Feedback from stakeholders in the school environment
- Positive feedback was received from school populations, HHC coordinators, parents, vendors, and teaching staff regarding the benefits of the project. Parents have expressed that they have seen changes in their children’s behavior towards SSBs.
- One parent shared a testimonial, how his son lost approximately 17 pounds by changing his eating habits and reducing his consumption of SSBs.
- One teacher related how one of her students saw her with an SSB on her desk and reprimanded her for not setting the right example for the students.
- Respective vendors, when interviewed, expressed that the Water Days went well and commended us for the work we were doing.

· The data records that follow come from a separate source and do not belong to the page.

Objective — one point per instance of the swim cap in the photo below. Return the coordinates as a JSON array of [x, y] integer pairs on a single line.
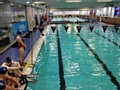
[[19, 32], [3, 70], [8, 60]]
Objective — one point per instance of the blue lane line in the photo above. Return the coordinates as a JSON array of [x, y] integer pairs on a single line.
[[61, 70], [107, 39], [103, 65]]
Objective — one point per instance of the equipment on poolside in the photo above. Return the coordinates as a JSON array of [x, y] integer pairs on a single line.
[[28, 78], [27, 65], [3, 70], [30, 75]]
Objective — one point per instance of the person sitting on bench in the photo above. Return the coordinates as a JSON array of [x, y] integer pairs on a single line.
[[14, 68]]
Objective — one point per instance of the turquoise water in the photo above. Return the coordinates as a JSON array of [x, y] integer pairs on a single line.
[[81, 69]]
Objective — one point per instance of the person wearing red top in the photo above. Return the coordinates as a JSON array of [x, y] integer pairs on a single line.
[[21, 47]]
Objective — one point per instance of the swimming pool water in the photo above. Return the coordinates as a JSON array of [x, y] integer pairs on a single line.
[[82, 71]]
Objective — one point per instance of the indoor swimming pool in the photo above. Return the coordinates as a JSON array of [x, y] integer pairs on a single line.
[[75, 60]]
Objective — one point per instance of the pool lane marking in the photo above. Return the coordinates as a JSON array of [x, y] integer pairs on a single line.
[[61, 70], [114, 31], [108, 72], [107, 39]]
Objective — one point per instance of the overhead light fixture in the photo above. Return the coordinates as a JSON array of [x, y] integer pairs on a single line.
[[27, 2], [104, 0], [73, 1], [33, 4], [11, 4], [39, 2], [36, 5]]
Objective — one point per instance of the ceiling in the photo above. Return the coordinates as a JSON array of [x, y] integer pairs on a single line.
[[63, 5]]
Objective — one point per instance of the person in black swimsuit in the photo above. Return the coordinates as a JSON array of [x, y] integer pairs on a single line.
[[14, 68], [7, 82]]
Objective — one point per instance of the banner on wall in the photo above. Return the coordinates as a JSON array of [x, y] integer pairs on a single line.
[[117, 12], [21, 26]]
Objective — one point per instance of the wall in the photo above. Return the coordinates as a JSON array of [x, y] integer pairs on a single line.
[[5, 14]]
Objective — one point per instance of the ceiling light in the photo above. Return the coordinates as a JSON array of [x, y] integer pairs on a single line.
[[73, 1], [39, 2], [27, 2], [104, 0], [33, 4]]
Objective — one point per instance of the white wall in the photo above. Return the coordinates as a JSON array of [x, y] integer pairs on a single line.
[[84, 12], [65, 12]]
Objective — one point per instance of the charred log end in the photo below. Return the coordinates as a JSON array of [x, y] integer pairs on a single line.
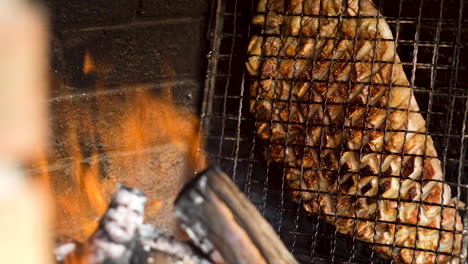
[[212, 208]]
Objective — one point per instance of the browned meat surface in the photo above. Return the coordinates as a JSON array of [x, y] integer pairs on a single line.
[[336, 105]]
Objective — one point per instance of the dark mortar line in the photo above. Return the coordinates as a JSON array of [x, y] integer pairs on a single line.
[[139, 23], [126, 89]]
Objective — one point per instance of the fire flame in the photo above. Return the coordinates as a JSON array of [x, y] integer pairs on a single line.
[[144, 122]]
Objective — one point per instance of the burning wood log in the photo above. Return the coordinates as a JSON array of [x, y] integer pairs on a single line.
[[217, 215], [122, 238]]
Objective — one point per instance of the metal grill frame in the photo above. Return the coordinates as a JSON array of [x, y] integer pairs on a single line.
[[224, 124]]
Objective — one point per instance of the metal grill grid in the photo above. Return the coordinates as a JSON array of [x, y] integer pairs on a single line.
[[432, 43]]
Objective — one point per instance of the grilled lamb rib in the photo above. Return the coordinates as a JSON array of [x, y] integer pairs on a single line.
[[333, 101]]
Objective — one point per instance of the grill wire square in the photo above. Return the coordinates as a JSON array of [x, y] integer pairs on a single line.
[[432, 43]]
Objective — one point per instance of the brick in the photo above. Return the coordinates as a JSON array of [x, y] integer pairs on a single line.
[[136, 53], [158, 8], [79, 13]]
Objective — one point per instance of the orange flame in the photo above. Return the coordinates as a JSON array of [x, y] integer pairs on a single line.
[[129, 128]]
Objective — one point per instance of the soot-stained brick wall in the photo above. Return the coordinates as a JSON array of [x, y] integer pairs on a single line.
[[151, 42]]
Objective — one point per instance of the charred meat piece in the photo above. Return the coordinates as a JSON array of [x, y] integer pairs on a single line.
[[325, 86]]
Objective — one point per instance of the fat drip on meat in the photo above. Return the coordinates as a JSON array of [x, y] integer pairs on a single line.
[[330, 96]]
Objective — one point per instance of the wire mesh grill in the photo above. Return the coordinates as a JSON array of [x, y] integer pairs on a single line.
[[432, 43]]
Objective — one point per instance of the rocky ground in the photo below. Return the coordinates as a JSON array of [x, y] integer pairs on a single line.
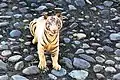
[[89, 40]]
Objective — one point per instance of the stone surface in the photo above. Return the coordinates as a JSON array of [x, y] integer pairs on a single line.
[[19, 65], [4, 77], [18, 77], [59, 73], [15, 33], [80, 63], [31, 70], [14, 58], [79, 74]]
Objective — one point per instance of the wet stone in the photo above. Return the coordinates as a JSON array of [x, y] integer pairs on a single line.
[[100, 59], [98, 68], [100, 76], [116, 76], [19, 65], [18, 77], [110, 69], [29, 58], [107, 48], [31, 70], [52, 76], [81, 63], [14, 58], [79, 51], [6, 53], [88, 58], [80, 3], [4, 77], [108, 3], [117, 52], [79, 74], [114, 36], [67, 62], [59, 73], [90, 51], [15, 33]]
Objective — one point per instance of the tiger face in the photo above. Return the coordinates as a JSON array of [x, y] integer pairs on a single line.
[[53, 24]]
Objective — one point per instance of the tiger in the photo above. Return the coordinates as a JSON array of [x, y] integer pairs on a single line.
[[45, 30]]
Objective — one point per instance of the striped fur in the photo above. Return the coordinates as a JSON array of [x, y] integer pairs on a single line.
[[46, 35]]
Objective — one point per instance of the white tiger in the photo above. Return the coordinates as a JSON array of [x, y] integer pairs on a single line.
[[45, 30]]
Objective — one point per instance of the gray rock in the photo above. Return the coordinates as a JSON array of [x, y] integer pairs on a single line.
[[85, 24], [107, 48], [80, 63], [98, 68], [52, 76], [79, 51], [18, 16], [71, 7], [104, 13], [23, 10], [73, 25], [88, 58], [19, 65], [90, 51], [15, 33], [117, 52], [117, 45], [59, 73], [115, 18], [67, 62], [80, 3], [4, 77], [110, 69], [14, 58], [3, 65], [3, 5], [6, 53], [18, 77], [5, 17], [2, 24], [28, 16], [116, 76], [40, 8], [3, 47], [66, 40], [100, 59], [108, 3], [110, 62], [79, 35], [114, 36], [31, 70], [79, 74], [85, 45], [100, 76], [29, 58]]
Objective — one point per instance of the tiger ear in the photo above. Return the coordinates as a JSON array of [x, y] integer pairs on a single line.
[[45, 16]]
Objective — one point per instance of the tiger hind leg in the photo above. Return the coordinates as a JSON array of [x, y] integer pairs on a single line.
[[54, 56], [34, 40], [42, 63]]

- The principal of Seaward acknowledged that there was a marked decrease in the sale of SSBs and a significant increase in the sale of water at the school canteens. She stated in June that for every 2 boxes of SSB that they sold, they sold 10 cases of water. This was a remarkable achievement.
Recommendations were drafted for decreasing SSB consumption and increasing water consumption for adoption by the schools and possible incorporation into national guidelines and the National School Feeding Policy.
Recommendations for decreased SSB consumption and increased water consumption in schools, based on lessons learned from Action Plan implementation
- Invite nutritionists and health educators to conduct health presentations on the dangers of SSBs to the staff and students and PTA of the school.
- Implement weekly Water Days in which all SSBs are removed from the school canteens and only water and fruits are promoted as substitutes.
- Invite vendors to join in the Water Way activities, encourage them to withdraw their sale of SSBs and give them incentives for participating.
- Identify teacher coordinators and student peer ambassadors that will lead the promotion of reducing SSB consumption and the drinking of more water among the student population.
- Provide teachers with incentives for their support of this extracurricular activity.
- Utilize nutritionists to conduct evidence-based education sessions with parents.
- Seek parental support for their children to reduce or limit the amount of SSBs they provide for their children and substitute them with water.
- Seek collaboration with a major water supplier such as the National Water Commission through its public relations representatives to assure students and staff that the tap water is safe to drink. Water quality reports could be used to support these presentations.
- Ensure that adequate drinking water outlets within the schools are available for students to use both for drinking and refilling of bottles.
- Create and distribute posters with messages that promote the habit of drinking more water among students.
- Conduct pre- and post-intervention surveys to determine the effectiveness of the initiative(s).
- Develop a plan to monitor the progress of the initiative(s).
The CDB grant funded CSO capacity building workshop took place at the office of the Heart Foundation of Jamaica (HFJ), in Kingston, Jamaica, 30-31 January 2018.